Iowa Senator Chuck Grassley, is pushing the Centers for Medicare & Medicaid Services to look into what it would take to force hospital accrediting agencies to publicly disclose their inspection reports.
In his letter (PDF) to CMS, Grassley, R-Iowa, chairman of the Senate Judiciary Committee, asked about what statutory changes would be necessary to require accreditors to make their inspection reports public. His letter was sent in the wake of a recent Wall Street Journal report that revealed the Joint Commission often fails to revoke accreditation even when it discovers serious patient safety violations.
CMS actually proposed a similar regulation in April but withdrew it last month because federal law prohibits the agency from publicly disclosing the results of the accreditation inspection reports. Although the proposal required accreditors to release the reports, CMS didn’t want it to appear as if it was “attempting to circumvent” the law.
In his letter to CMS Administrator Seema Verna, Grassley brought up the Wall Street Journal report that gave examples of the Joint Commission’s failure to hold hospitals accountable for safety violations.
“The Joint Commission appears to be unable to aggressively enforce the necessary standards on all facilities," he wrote, noting that the newspaper reported 30 incidents in which hospitals retained their full accreditation even though CMS deemed the violations so significant they were likely to cause a risk of serious patient injury or death.

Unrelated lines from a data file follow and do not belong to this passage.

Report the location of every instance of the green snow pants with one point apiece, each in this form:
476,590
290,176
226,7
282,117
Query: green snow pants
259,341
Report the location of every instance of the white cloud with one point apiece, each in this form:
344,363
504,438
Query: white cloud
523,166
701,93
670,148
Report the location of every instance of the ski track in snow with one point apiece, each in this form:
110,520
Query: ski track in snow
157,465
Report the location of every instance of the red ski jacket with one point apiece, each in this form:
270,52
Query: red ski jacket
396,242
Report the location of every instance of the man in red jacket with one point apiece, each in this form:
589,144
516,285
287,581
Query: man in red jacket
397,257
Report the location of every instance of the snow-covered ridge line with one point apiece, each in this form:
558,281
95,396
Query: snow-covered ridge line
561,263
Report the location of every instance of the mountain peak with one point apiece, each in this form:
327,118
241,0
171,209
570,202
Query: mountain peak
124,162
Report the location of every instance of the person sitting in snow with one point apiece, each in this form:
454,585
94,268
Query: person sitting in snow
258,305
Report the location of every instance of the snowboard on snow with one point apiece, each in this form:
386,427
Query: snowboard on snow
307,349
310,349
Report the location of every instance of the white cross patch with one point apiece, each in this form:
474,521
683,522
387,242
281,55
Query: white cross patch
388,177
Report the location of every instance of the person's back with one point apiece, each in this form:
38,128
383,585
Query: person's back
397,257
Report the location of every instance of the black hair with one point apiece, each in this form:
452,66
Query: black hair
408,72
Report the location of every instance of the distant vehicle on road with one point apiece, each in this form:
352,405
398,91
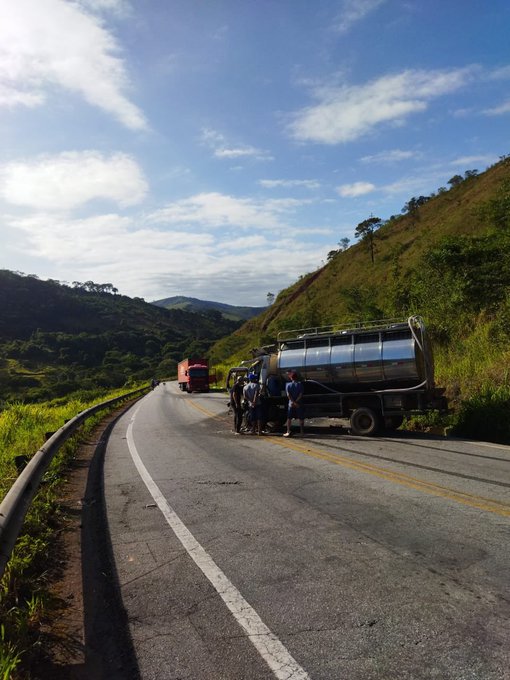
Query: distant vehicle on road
193,375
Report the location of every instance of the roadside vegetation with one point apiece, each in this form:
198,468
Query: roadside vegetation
25,601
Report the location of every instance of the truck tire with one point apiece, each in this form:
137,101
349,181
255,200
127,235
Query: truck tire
365,422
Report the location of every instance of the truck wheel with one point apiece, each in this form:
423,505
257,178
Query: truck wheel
365,422
393,422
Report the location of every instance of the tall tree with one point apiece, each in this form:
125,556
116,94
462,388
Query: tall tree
366,231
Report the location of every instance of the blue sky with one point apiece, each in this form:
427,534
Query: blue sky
221,148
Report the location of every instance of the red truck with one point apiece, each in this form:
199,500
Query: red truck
193,375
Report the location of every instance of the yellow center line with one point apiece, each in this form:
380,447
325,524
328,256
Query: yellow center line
485,504
204,410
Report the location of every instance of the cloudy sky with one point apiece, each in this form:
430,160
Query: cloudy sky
221,148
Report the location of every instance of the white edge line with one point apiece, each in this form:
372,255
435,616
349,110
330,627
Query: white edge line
279,660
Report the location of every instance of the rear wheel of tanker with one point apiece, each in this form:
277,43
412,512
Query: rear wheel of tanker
365,422
393,422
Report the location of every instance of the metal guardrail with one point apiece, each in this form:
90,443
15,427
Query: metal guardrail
16,503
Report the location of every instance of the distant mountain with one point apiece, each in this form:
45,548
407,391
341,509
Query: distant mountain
57,340
232,312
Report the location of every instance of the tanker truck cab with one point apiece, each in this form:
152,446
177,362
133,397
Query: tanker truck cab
373,374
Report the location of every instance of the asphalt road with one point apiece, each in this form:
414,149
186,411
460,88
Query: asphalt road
325,557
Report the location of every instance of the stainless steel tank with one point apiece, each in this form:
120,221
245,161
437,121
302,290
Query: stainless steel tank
376,355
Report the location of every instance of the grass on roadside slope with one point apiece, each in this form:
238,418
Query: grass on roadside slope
24,602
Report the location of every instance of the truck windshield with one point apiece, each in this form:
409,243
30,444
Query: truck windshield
198,372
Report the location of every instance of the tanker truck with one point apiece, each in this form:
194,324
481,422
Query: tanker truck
371,373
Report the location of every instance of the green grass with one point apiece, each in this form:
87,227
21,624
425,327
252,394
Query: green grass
24,599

“Making facility inspections reports public may go a long way to providing the necessary additional information for patients and their families to make informed decisions about where to seek care,” he wrote.

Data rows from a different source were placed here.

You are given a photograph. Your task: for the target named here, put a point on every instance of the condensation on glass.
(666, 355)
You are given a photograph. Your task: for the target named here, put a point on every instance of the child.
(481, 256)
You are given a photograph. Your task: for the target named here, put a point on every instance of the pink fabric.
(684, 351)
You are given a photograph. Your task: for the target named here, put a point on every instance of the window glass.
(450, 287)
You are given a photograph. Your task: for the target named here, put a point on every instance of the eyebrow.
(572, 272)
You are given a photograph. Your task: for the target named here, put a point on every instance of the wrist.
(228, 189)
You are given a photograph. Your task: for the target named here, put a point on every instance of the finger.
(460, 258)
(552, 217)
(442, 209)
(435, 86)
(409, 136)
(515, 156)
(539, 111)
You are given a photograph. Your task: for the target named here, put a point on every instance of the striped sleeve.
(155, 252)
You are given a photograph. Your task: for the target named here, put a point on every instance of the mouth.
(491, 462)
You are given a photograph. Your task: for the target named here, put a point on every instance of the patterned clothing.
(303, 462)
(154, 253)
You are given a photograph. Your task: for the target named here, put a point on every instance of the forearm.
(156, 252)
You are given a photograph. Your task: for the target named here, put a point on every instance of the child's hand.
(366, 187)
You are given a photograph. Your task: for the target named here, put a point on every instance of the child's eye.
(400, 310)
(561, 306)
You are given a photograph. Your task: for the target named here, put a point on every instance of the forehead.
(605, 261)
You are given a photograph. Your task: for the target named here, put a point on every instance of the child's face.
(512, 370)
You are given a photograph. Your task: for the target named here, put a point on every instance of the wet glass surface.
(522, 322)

Grassley asked for a CMS response by Oct. 2.
Joint Commission spokeswoman Elizabeth Eaken Zhani told FierceHealthcare on Wednesday that the accreditor ”steadfastly supports putting valid, useful data on quality of care in the hands of the public” and has been doing just that for more than 20 years.
“We and others continue to support dialogue between government and federal stakeholders and accreditation organizations to identify a more effective strategy for educating the public while ensuring necessary confidentiality for healthcare quality improvement,” she said. “This balance between disclosure and confidentiality is a foundation of accreditation and quality improvement not only in healthcare but in nearly all other industries.”